Beta-3 adrenergic agonist
The mirabegron molecule was developed by Japanese scientists and initially had the code name YM178 [24]. In 2011, the drug was introduced into the local pharmaceutical market in Japan. In 2012, Mirabegron was approved for use in the United States under the name Mirbetric. In 2013, the drug became available in Europe, but under a different name - Betmiga. Mirabegron is produced in the form of an Oral Controlled Absorption System. The drug is available in tablet form in dosages of 50 and 25 mg. The last dosage is intended for patients with liver or kidney failure.

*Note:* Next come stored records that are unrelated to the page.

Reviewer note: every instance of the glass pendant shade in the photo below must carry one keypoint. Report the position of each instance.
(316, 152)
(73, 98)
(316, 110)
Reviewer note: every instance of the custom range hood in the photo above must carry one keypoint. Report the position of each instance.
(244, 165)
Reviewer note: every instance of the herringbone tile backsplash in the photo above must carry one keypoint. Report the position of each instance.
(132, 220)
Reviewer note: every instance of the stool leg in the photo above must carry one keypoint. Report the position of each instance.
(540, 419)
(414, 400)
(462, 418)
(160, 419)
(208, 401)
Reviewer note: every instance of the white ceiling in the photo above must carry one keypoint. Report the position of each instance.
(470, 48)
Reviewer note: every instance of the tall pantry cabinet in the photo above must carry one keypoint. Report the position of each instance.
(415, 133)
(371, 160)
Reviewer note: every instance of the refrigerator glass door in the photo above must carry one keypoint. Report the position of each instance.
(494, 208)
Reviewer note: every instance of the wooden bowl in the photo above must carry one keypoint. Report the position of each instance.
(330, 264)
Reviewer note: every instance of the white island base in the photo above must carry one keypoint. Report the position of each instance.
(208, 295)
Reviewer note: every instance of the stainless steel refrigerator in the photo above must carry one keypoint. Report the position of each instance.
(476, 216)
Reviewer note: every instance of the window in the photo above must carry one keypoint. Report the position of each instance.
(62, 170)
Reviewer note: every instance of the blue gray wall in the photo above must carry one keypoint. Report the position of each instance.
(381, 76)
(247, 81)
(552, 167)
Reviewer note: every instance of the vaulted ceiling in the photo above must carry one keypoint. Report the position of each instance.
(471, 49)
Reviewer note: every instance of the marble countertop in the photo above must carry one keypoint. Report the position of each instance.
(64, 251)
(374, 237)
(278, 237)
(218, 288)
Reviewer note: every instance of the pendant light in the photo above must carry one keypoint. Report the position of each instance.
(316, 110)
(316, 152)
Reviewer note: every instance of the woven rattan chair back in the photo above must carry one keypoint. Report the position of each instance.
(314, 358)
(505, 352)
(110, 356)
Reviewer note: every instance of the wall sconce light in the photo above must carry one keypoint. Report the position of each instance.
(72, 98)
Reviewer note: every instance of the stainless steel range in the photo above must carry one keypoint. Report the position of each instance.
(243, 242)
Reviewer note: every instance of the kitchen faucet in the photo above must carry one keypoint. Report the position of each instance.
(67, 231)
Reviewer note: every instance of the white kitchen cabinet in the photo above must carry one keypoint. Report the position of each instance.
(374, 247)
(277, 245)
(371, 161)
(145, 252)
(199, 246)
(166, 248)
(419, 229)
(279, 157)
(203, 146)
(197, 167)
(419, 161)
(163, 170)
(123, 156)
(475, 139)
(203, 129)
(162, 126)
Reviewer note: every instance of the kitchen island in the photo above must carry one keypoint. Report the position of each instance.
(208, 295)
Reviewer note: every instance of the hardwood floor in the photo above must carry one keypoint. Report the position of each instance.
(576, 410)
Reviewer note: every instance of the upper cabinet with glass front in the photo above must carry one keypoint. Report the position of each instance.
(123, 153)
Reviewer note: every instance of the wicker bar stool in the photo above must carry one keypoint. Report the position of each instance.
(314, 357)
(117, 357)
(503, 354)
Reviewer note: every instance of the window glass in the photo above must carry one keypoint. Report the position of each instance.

Mirabegron is highly selective for beta-3 adrenergic receptors: its affinity for beta 3 adrenergic receptors is 105 and 33 times higher than for beta 1 and beta 2 adrenergic receptors, respectively (Table 2) [25]. Activation of beta-3 adrenergic receptors by mirabegron stimulates detrusor relaxation and promotes urinary continence, leading to an increase in bladder storage capacity and voiding interval [26, 27]. Mirabegron does not affect the parasympathetic stimulation of detrusor contraction and bladder emptying and therefore, unlike antimuscarinics, may reduce the risk of acute urinary retention [26–28].
The concept of treating OAB with mirabegron was confirmed in the BLOSSOM study, which was published by S. Chapple et al. in 2008 [29]. Clinical centers from six European countries participated in this study. Patients with OAB (n = 260) were randomly assigned to four groups and received placebo, mirabegron 100 mg twice daily, mirabegron 150 mg twice daily, or tolterodine sustained release 4 mg once daily for four weeks. Significant benefits were found for both doses of mirabegron compared to placebo and tolterodine in the treatment of pollakiuria, as well as a clear advantage of mirabegron compared to placebo in the treatment of urgency, urinary incontinence and nocturia. The incidence of adverse reactions was 39.2% for mirabegron, 36.4% for placebo, and 48.4% for tolterodine.
Under the leadership of S. Chapple, the European DRAGON study was initiated to find the optimal dose of mirabegron, which included 919 patients [30]. Patients were assigned to five groups: placebo, mirabegron 25, 50, 100 and 200 mg. Treatment was carried out over 12 weeks. Doses of 50, 100 and 200 mg showed little difference in effectiveness. It was on the basis of this study that the standard dose of the drug was determined at 50 mg. The incidence of adverse reactions for mirabegron in this study was not higher than that for tolterodine, and the incidence of dry mouth was significantly lower compared to anticholinergics.
Another large study examining mirabegron was the North American and Canadian ARIES study [31]. A double-blind comparative analysis of the effectiveness of mirabegron 50 and 100 mg and placebo was conducted. 1328 patients with OAB were divided into three appropriate groups. After 12 weeks, the mirabegron groups compared with the placebo group showed a reduction in episodes of urinary incontinence (-1.13, -1.47 and -1.63 for placebo, 50 and 100 mg mirabegron, respectively) and urinary frequency (-1. 05, -1.66 and -1.75, p
The European-American randomized, double-blind, placebo-controlled trial CAPRICORN included 1306 patients. They were randomized to receive placebo and mirabegron 25 or 50 mg for 12 weeks [32]. Mirabegron 50 mg was eventually adopted as the primary formulation for the treatment of OAB. Mirabegron was more effective than placebo in women and men with OAB, but the effect was less pronounced in men, especially those with prostate hyperplasia.
In the SCORPIO study, V. Khullar compared the effectiveness of mirabegron and sustained-release tolterodine [33]. This one of the largest studies included 1978 patients with OAB from Europe and Australia. The duration of treatment was 12 weeks, patients were divided into four groups: placebo (n = 494), mirabegron 50 mg (n = 493), mirabegron 100 mg (n = 496), tolterodine sustained release 4 mg (n = 495). Despite the significant improvement in the patients' condition in all symptoms of OAB, the benefits of mirabegron did not reach statistical significance compared to tolterodine. Mirabegron turned out to be very effective in patients who had previously received anticholinergics and stopped taking them due to insufficient effect or severe adverse reactions. While taking the drug, there were no cases of urinary retention; significantly fewer episodes of dry mouth, constipation and other adverse events from the gastrointestinal tract were recorded.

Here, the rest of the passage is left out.